Observatoire sur les systèmes d’information, les réseaux et les inforoutes au Sénégal

Show navigation Hide navigation
  • OSIRIS
    • Objectifs
    • Partenaires
  • Ressources
    • Société de l’Information
    • Politique nationale
    • Législation et réglementation
    • Etudes et recherches
    • Points de vue
  • Articles de presse
  • Chiffres clés
    • Le Sénégal numérique
    • Principaux tarifs
    • Principaux indicateurs
  • Opportunités
    • Projets

Accueil > Articles de presse > Archives 1999-2025 > Année 2010 > Février > Cheikh Tidiane Diongue, Consultant et ingénieur en télécommunications : « (…)

Cheikh Tidiane Diongue, Consultant et ingénieur en télécommunications : « Dans le domaine des télécommunications, il faut de la transparence pour éviter des suspicions »

dimanche 28 février 2010

Licences de télécommunications

Consultant et ingénieur en télécommunications, Cheikh Tidiane Diongue qui a eu à occuper dans le passé les fonctions de Directeur des Etudes de la Réglementation des Postes et des Télécommunications, donne sa lecture de l’affaire Milicom-Etat du Sénégal. Cheikh Tidiane Diongue était l’invité de l’émission « Grand Jury » de ce dimanche sur la Rfm. A ses yeux, à l’époque, il y avait deux philosophies concernant la vente des licences, et le Sénégal a opté pour celle consistant à ne pas demander de ticket d’entrée.
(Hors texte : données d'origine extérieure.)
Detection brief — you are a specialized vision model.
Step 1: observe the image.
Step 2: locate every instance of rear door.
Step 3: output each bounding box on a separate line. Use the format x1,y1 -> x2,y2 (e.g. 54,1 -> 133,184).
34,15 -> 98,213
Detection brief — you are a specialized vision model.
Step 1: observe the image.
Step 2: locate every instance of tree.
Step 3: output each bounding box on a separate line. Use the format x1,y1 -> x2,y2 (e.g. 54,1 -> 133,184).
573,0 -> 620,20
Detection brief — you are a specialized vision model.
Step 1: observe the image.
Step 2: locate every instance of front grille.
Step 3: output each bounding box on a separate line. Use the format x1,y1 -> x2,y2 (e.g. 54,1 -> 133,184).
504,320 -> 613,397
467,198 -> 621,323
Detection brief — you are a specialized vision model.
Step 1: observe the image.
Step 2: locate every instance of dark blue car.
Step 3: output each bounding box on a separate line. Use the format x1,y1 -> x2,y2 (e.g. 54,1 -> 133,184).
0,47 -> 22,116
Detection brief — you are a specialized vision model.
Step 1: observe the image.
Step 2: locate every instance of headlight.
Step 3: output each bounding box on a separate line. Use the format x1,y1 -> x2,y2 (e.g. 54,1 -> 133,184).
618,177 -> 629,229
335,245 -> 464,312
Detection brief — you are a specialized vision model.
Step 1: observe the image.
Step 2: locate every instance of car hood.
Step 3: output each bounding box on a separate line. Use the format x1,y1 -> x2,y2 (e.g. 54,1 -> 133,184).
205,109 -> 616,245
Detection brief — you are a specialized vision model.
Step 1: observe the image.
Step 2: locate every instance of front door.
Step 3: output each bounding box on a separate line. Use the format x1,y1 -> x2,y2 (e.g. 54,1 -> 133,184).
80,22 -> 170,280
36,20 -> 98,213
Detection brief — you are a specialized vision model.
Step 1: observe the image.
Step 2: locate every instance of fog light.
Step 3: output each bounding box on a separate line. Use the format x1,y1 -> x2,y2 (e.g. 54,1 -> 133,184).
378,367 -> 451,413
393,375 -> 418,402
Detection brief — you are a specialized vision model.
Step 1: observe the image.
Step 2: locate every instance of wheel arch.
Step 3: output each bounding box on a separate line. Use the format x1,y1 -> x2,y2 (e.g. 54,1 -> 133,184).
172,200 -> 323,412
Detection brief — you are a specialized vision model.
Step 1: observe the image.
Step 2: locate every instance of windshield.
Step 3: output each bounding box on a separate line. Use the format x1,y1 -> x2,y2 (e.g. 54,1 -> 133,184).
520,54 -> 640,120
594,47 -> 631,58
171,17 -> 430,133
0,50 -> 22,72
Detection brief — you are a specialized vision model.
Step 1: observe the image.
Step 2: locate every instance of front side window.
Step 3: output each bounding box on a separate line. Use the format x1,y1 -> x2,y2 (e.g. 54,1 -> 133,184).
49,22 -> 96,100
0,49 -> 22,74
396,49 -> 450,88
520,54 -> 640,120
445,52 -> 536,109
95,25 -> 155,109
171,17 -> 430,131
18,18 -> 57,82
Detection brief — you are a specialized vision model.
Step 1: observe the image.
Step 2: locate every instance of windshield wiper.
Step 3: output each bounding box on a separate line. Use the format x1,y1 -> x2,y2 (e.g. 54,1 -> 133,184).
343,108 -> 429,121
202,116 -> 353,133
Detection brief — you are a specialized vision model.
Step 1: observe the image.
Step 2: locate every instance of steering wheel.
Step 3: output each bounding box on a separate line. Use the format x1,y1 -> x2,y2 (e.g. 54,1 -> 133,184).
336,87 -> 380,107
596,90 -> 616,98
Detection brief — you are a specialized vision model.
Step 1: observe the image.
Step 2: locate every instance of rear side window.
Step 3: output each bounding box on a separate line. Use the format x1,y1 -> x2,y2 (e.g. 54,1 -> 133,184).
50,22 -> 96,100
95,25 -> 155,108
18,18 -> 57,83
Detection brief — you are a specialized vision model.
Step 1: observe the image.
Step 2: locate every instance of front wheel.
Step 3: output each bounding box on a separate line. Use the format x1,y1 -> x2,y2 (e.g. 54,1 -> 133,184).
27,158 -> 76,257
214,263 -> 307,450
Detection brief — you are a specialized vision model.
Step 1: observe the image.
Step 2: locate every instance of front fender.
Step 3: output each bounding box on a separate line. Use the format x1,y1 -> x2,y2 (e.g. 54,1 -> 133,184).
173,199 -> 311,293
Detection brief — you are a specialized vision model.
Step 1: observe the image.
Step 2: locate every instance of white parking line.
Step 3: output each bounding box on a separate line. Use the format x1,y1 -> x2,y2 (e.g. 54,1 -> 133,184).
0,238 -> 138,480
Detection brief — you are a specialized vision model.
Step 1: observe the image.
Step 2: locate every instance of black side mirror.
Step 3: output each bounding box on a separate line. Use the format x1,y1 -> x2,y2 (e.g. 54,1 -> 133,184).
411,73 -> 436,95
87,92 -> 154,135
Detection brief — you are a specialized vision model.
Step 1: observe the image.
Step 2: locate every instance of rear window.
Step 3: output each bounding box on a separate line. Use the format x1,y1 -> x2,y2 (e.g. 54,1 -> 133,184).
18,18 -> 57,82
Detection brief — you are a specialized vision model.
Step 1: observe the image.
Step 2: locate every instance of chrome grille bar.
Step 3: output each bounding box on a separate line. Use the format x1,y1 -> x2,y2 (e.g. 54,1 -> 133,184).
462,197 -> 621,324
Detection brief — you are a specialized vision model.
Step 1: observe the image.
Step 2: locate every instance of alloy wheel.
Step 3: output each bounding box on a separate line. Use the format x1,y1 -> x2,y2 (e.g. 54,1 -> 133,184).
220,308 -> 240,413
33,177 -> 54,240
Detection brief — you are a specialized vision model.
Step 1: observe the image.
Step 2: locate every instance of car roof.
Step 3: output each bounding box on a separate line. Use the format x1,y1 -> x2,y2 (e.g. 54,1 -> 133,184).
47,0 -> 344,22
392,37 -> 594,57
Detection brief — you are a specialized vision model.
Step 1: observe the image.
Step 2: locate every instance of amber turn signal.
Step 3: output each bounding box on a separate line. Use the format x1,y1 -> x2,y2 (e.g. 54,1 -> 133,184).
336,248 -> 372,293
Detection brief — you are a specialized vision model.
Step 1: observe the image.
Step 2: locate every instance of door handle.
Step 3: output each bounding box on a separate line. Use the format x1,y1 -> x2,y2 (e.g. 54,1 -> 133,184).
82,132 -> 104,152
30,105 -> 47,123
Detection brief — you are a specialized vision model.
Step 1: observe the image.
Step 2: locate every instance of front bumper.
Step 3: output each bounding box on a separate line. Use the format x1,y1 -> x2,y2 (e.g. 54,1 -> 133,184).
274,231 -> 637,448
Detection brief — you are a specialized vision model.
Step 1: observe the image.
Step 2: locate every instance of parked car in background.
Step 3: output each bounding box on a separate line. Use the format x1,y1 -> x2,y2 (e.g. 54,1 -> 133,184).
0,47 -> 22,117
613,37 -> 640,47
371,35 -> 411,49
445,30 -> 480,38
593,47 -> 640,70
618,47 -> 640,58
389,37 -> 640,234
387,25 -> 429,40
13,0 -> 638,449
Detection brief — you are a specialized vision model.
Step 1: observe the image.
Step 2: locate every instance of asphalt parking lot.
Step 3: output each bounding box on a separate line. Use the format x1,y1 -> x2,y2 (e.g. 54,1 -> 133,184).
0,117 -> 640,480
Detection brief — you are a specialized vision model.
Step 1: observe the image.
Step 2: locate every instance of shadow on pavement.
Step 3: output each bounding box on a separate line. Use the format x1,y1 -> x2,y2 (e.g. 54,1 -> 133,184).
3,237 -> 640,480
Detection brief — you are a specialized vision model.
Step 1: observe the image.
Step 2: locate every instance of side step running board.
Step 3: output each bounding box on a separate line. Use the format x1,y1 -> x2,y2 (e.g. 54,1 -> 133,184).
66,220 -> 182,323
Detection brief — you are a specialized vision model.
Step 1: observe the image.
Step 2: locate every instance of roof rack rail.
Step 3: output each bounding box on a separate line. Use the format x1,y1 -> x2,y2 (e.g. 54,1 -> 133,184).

’’En ce qui concerne le processus d’attribution de la licence de Sentel GSM, je n’y ai pas participé. Serigne Diop s’est trompé en me citant. Lorsque vous regardez la convention de concession, vous y trouverez le nom de Serigne Diop et non celui d’Aissata Tall Sall’’, précise M. Diongue qui ajoute : ’’J’aurais conduit cette opération autrement parce que j’avais une certaine expérience au Togo et au Tchad’’.

Selon lui, il y avait à l’époque deux philosophies, celle qui consistait à demander un ticket d’entrée et à ne pas être regardant sur les investissements et une autre qui consistait à ne pas demander de ticket d’entrée et à exiger des investissements de grandes envergures.

’’Les cinquante millions constituent une redevance annuelle pour la gestion de l’autorisation. Le gouvernement socialiste n’était pas bien inspiré, mais quand même certains pays avaient l’habitude d’agir de la sorte’’, précise l’ancien Directeur des Etudes de la Réglementation des Postes et des Télécommunications.

En 2001, ajoute-t-il, l’Etat a résilié le contrat de gestion de Millicom, ensuite, il a exigé le paiement d’un ticket d’entrée. ’’Ce qui est gênant, c’est que cela a duré neuf ans. Il y a aussi le principe sacro-saint de la continuité de l’Etat qui n’a pas été respecté. Il y a deux aspects dans ce conflit, la légitimité et la légalité. L’Etat est impersonnel sur le plan de la légalité. Sur le plan de la légitimité, l’Etat doit avoir pouvoir demander un ticket d’entrée, mais il ne faut pas que cela soit aussi long’’, soutient-il.

Pour Cheikh Tidiane Diongue, le procédé de l’Etat du Sénégal n’est pas le bon car l’accord, dont a parlé Thierno Ousmane Sy dans les colonnes de l’Observateur, ne peut pas remplacer un décret.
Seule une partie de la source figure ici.